But the fact of the matter is, Russia – and China, and North Korea, and Iran, and others – have already been probing and hacking U.S. businesses and governmental systems for years, so Trump’s words really weren’t all that significant or damaging.

That said, it’s important to note that the United States is no stranger to the cyber world.

As noted by the Washington Post, in fact, America’s approach to this cyber realm is fairly advanced. For instance, few people know that the Pentagon utilizes our advanced, super-quiet submarine fleet as underwater hacking platforms.

The fact is submarines are a very important part of U.S. cyber strategy. While they serve to defend the country and protect, in part, against hacking attacks, they are also utilized to launch such attacks, two Navy officials said at a recent conference in Washington, D.C.

“There is a — an offensive capability that we are, that we prize very highly,” Rear Adm. Michael Jabaley, the U.S. Navy’s program executive officer for submarines, said, the Post reported. “And this is where I really can’t talk about much, but suffice to say we have submarines out there on the front lines that are very involved, at the highest technical level, doing exactly the kind of things that you would want them to do.”

The “silent service” has long been utilized in the information technology arena to get an edge on U.S. rivals. For instance, in the 1970s the U.S. government instructed Navy subs to tap undersea communications cables off the coast of Russia. The vessels recorded messages that were being relayed back and forth between Soviet military forces and government installations.

Today, U.S. subs are outfitted with sensitive, sophisticated antennas that are used to manipulate and intercept others’ communications traffic, especially on weak, unprotected systems.

“We’ve gone where our targets have gone” — which means online, according to Stewart Baker, the National Security Agency’s former general counsel, in an interview with the paper. “Only the most security-conscious now are completely cut off from the Internet.”

He added that cyberattacks are a lot easier to conduct than to defend against.

Some subs are more involved in the cyber realm, like the USS Annapolis, the Post noted, which is part of a much wider spying network than was divulged by former NSA contractor Edward Snowden in 2013.

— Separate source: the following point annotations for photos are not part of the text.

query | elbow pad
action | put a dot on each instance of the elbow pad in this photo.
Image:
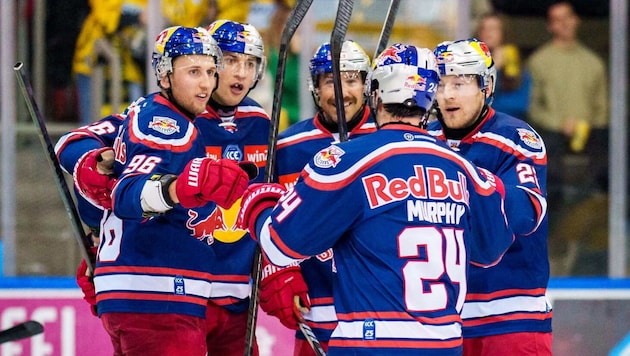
(154, 197)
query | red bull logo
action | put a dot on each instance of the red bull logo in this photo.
(445, 57)
(529, 138)
(426, 183)
(205, 228)
(164, 125)
(415, 82)
(391, 54)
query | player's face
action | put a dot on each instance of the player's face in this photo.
(237, 78)
(352, 87)
(460, 100)
(192, 81)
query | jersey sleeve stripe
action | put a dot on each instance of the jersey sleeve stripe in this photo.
(341, 179)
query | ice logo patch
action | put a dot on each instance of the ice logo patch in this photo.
(178, 285)
(233, 152)
(369, 329)
(329, 157)
(164, 125)
(529, 138)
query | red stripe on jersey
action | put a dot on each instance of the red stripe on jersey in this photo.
(161, 297)
(508, 317)
(477, 297)
(447, 319)
(154, 271)
(396, 344)
(335, 184)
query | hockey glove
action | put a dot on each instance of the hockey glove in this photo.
(85, 282)
(279, 288)
(93, 176)
(208, 180)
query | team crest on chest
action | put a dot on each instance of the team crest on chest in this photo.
(529, 138)
(329, 157)
(164, 125)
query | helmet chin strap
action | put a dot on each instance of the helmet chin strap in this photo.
(171, 98)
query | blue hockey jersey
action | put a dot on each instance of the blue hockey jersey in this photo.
(153, 264)
(511, 296)
(240, 135)
(296, 146)
(74, 144)
(405, 216)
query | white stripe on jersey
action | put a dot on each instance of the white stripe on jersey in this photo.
(236, 290)
(444, 151)
(252, 109)
(147, 283)
(183, 141)
(321, 314)
(507, 142)
(399, 330)
(300, 135)
(275, 256)
(504, 306)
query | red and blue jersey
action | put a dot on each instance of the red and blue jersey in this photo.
(511, 296)
(241, 135)
(296, 147)
(153, 264)
(405, 216)
(73, 145)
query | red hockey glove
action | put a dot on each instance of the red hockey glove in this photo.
(278, 289)
(257, 197)
(93, 176)
(85, 282)
(208, 180)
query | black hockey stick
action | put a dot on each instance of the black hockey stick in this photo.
(306, 330)
(342, 20)
(21, 331)
(293, 21)
(84, 240)
(387, 27)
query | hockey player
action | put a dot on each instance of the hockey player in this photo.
(296, 146)
(153, 279)
(506, 311)
(404, 214)
(233, 127)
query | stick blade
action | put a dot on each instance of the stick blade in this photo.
(21, 331)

The vessel and its sister subs “are the infiltrators of the new new of cyber warfare,” wrote Adam Weinstein and William Arkin last year for Gawker’s intelligence and national security blog, Phase Zero, “getting close to whatever enemy — inside their defensive zones — to jam and emit and spoof and hack. They do this through mast-mounted antennas and collection systems atop the conning tower, some of them one-of-a-kind devices made for hard to reach or specific targets, all of them black boxes of future war.”